On n'attendait pas Vince Gilligan sur le terrain du bonheur obligatoire. Fascinante et portée de bout en bout par Rhea Seehorn, cette première saison tourne un peu en rond, mais donne furieusement envie de connaître la suite…
Vince Gilligan, c'est l'homme qui a transformé un prof de chimie mourant en baron de la meth, puis un petit avocat combinard en grand personnage tragique. Autant dire que quand il lance une nouvelle série, on s'installe sans trop poser de questions. On y retrouve d'ailleurs Rhea Seehorn, inoubliable Kim Wexler de Better Call Saul, promue ici seule maîtresse à bord : elle est de presque tous les plans des neuf épisodes. Elle les porte.
Carol Sturka écrit des romances à succès qu'elle méprise, enchaîne les dédicaces en serrant les dents et rumine contre la terre entière. Jusqu'au soir où un virus tombé du ciel fond l'humanité en une seule conscience : tout le monde sourit, tout le monde sait ce que sait le voisin, tout le monde est heureux (si, si). Tout le monde, sauf treize immunisés, dont Carol, promue bien malgré elle personne la plus malheureuse du monde. On ne s'étendra pas davantage sur le scénario : le plaisir des premiers épisodes tient pour beaucoup à la découverte de ce monde béat, et la mise en scène de l'esprit de ruche est une pure réussite, de ces foules qui parlent d'une seule voix à cette humanité entière qui décroche, aimable et disponible, quel que soit le numéro que Carol compose.
Le moment qui m'a le plus marqué au fil de la diffusion tient pourtant en une idée toute simple : les immunisés peuvent demander n'importe quoi à la ruche, et l'obtenir. Une maison ? Un avion ? Livrés dans la journée, avec le sourire. Le champ des possibles donne le vertige, et le miroir n'est pas flatteur : pour un peu de confort, on s'associe étonnamment vite avec son pire ennemi. Certains immunisés s'y vautrent d'ailleurs sans le moindre complexe, pendant que Carol s'entête à refuser le marché.
Le rendez-vous hebdomadaire a d'abord fonctionné tout seul : accroché dès le double épisode d'ouverture, je guettais la suite chaque semaine. Pourtant, après quatre ou cinq épisodes, le soufflé retombe un peu : la série peine à sortir de son pitch, les personnages n'évoluent guère, Carol comprise, et il n'y a ici aucune intrigue de la semaine pour relancer la machine, un seul fil rouge tendu sur toute la saison. Fallait-il neuf épisodes ? Sans doute pas. La lenteur fait pourtant partie du projet, et il faut saluer l'audace : un monde sans conflit est un monde où il ne se passe rien, et Gilligan ose le filmer pour de bon, là où guette le syndrome Lost, le mystère qui s'étire faute de réponses. Heureusement, Seehorn est là, formidable de rage rentrée, et on reste devant, même quand il ne se passe pas grand-chose.
Autour d'elle, la distribution est resserrée : Helen (Miriam Shor), l'agente et compagne qui encaisse la misanthropie de Carol ; Zosia (Karolina Wydra), l'émissaire tout sourire que le collectif dépêche à son chevet ; et Manousos (Carlos-Manuel Vesga), l'autre grand récalcitrant, qu'on regarde traverser la saison, circonspect, sans bien comprendre pour le moment ce qu'il vient faire dans cette galère. La réalisation, impeccable et léchée comme toujours chez Gilligan, retrouve son Albuquerque fétiche. La saison a déroulé au rythme d'un épisode par semaine sur Apple TV+, du 7 novembre au 26 décembre, même si le final, annoncé pour le vendredi 26, a été mis en ligne dès le 24 : deux jours d'avance, réveillon oblige.

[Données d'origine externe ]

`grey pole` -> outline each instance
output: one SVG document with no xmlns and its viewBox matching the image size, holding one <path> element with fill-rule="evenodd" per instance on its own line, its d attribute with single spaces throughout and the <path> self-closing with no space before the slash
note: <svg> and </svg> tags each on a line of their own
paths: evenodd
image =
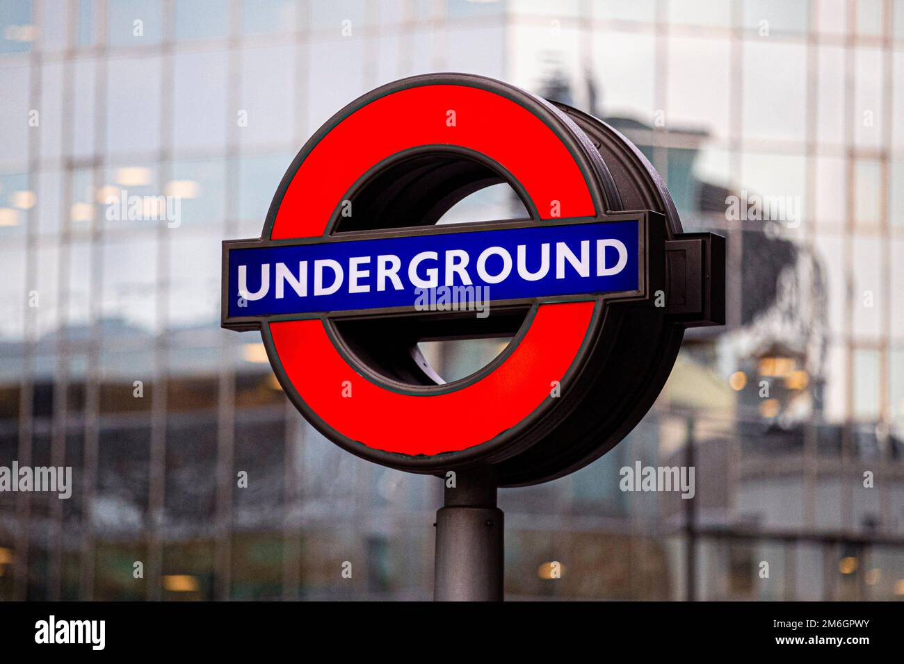
<svg viewBox="0 0 904 664">
<path fill-rule="evenodd" d="M 458 472 L 437 511 L 435 602 L 502 602 L 503 510 L 492 474 Z"/>
</svg>

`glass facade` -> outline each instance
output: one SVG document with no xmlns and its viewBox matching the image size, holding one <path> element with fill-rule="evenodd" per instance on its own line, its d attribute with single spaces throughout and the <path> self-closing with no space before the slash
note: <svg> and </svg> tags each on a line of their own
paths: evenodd
<svg viewBox="0 0 904 664">
<path fill-rule="evenodd" d="M 325 441 L 219 297 L 306 138 L 438 70 L 605 119 L 728 238 L 729 324 L 645 420 L 501 491 L 508 596 L 904 597 L 901 0 L 0 0 L 0 466 L 73 469 L 0 492 L 0 599 L 431 595 L 440 482 Z M 696 497 L 620 491 L 638 462 Z"/>
</svg>

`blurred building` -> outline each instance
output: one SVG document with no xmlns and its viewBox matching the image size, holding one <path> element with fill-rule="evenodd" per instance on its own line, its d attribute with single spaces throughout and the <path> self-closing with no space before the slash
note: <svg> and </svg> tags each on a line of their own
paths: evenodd
<svg viewBox="0 0 904 664">
<path fill-rule="evenodd" d="M 75 480 L 0 493 L 0 599 L 431 595 L 439 481 L 313 431 L 219 295 L 306 138 L 436 70 L 606 118 L 729 238 L 729 325 L 645 419 L 502 491 L 509 596 L 904 597 L 901 0 L 0 0 L 0 465 Z M 423 349 L 455 379 L 504 342 Z M 621 491 L 638 461 L 696 498 Z"/>
</svg>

La plateforme, elle, y croit dur comme fer : plus gros démarrage d'un drama de son histoire, et deux saisons commandées d'emblée, dès 2022, avant même le premier clap. Autant dire qu'on peut s'attacher sans craindre l'annulation sauvage, ce fléau des séries à mystère. Persévérez donc passé le ventre mou du milieu de saison, vous me remercierez (j'espère).
Du final, on ne dira rien, sinon qu'il pose exactement la question qui fâche. Espérons maintenant que la saison 2 fasse avancer le mystère de la ruche plutôt que de rejouer la même partition en plus long, et surtout qu'elle nous épargne le virage "les derniers survivants prennent les armes et sauvent l'humanité" (on l'a déjà vue cent fois, celle-là). On ne croit pas Gilligan homme à foncer dans ce panneau. Enfin... espérons.